Yep, it's another one of those "woe is me" articles, about how "my side is so smart and good but we're just not tough enough, unlike our opponents who are stupid liars but have the discipline and ruthlessness to beat us." I'll give you a taste:
The most important difference between America's Democratic left and Republican right is that the left has ideas and the right has discipline. Obama and progressive supporters of health care were outmaneuvered in August -- not because the right had any better idea for solving the health care mess but because the rights' attack on the Democrats' idea was far more disciplined than was the Democrats' ability to sell it.
Robert Reich is not a stupid man, so I don't understand how he can believe this. (I'll ignore the irrelevant point on whether or not the right has better ideas.) No matter how obvious it is to him that more government-run health care is a good thing, can't he understand that it's a tough sell? I'd say the Democrats were actually more disciplined about it than the Republicans, who were caught a bit flatfooted but recovered because of grass roots anger at the attempt to ram this massive overhaul through so fast (after having crammed other massive bills through during a deep recession).
In a country where the vast majority of people have health insurance, and the large majority like their coverage, planning big changes in the system will always open you up to attacks. (Fair attacks, I'd say, but that's not even the issue.) So proponents either have to promise all sorts of things they probably can't deliver (this will cover everyone and improve medical care while saving money) or admit that there are features of government intervention that may not be pleasant (less innovation, higher taxes, rationing, etc.). Obama tried to learn from the mistakes of Hillarycare, and handed over the fashioning of the bill to Congress, but, as Reich, and perhaps Obama, don't understand, the problem is with the concept itself, not the procedure.
Let's have a little more of his whining:
Over the last twenty years, as progressives have gushed new ideas, the right has became ever more organized and mobilized in resistance [...] I saw it in 1993 and 1994 as the Clinton healthcare plan [...] was defeated both by a Democratic majority in congress incapable of coming together around any single bill and a Republican right dedicated to Clinton's destruction. Newt Gingrich's subsequent "contract with America" recaptured Congress for the Republicans not because it contained a single new idea but because Republicans unflinchingly rallied around it while Democrats flailed.
Think about this. The progressives have all these "new" ideas. And what's Reich's primary example? Health care reform, which was tried 15 years ago, and which was an old idea then. Meanwhile, whatever Newt Gingrich did was just a bunch of tired ideas, but somehow he was able to spin them into gold because of Republican discipline and Democrat incontinence.

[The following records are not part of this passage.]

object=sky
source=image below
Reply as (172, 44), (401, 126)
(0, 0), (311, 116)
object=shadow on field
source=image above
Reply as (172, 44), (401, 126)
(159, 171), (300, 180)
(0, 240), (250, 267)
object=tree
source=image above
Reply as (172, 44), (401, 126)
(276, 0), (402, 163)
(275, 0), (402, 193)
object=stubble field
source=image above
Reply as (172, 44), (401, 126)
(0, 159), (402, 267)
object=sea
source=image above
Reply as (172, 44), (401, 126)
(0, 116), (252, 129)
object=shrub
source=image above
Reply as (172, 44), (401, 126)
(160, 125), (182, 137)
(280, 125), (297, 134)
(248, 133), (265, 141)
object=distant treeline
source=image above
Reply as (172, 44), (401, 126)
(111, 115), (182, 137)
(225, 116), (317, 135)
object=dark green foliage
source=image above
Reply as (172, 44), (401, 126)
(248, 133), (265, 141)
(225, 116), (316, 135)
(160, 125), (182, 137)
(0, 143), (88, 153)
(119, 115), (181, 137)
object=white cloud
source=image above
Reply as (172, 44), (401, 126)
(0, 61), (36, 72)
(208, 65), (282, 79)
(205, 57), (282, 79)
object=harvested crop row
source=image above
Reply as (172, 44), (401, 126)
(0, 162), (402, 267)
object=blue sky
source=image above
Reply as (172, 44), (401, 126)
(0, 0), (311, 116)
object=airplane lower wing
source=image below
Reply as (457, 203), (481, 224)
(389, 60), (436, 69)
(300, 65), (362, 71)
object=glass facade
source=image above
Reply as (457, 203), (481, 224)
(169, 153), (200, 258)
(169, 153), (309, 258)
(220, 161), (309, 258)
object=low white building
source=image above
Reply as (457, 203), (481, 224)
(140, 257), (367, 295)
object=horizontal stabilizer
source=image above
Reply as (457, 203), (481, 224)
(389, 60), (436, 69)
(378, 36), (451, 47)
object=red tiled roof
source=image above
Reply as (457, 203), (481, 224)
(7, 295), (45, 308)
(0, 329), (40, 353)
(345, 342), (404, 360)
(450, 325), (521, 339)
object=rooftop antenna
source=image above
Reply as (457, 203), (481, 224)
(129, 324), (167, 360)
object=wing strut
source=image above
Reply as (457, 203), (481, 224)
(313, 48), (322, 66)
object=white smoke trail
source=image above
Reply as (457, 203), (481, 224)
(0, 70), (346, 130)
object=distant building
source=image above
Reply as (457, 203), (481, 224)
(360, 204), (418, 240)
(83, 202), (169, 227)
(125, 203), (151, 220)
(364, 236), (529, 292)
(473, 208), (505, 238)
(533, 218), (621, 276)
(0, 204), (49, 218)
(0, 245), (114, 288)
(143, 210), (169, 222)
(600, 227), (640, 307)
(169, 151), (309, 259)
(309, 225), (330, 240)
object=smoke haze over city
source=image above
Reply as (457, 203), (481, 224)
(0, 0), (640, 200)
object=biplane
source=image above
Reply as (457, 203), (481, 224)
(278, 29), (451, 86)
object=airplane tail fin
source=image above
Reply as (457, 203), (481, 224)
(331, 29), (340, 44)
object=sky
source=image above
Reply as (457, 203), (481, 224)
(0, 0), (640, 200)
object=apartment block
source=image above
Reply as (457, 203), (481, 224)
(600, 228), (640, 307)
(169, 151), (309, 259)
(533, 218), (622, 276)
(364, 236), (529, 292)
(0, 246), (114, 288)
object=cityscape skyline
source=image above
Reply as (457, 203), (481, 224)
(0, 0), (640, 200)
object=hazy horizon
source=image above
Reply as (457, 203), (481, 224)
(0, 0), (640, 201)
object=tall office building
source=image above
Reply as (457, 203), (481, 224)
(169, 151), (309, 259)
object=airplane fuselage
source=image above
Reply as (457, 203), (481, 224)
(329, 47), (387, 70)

Robert, the Democrats had enough discipline to take the White House and both chambers of Congress by comfortable margins. If they're having trouble passing health care reform, it might be because they realize they've got a turkey on their hands.
2 Comments:
This is beautiful. Can you submit it as a letter to the ditor somewhere?
You are too kind.
Ever since I started with the blog, it's my equivalent of letters to the editor.
If you want to send something in, feel free to use any of my arguments.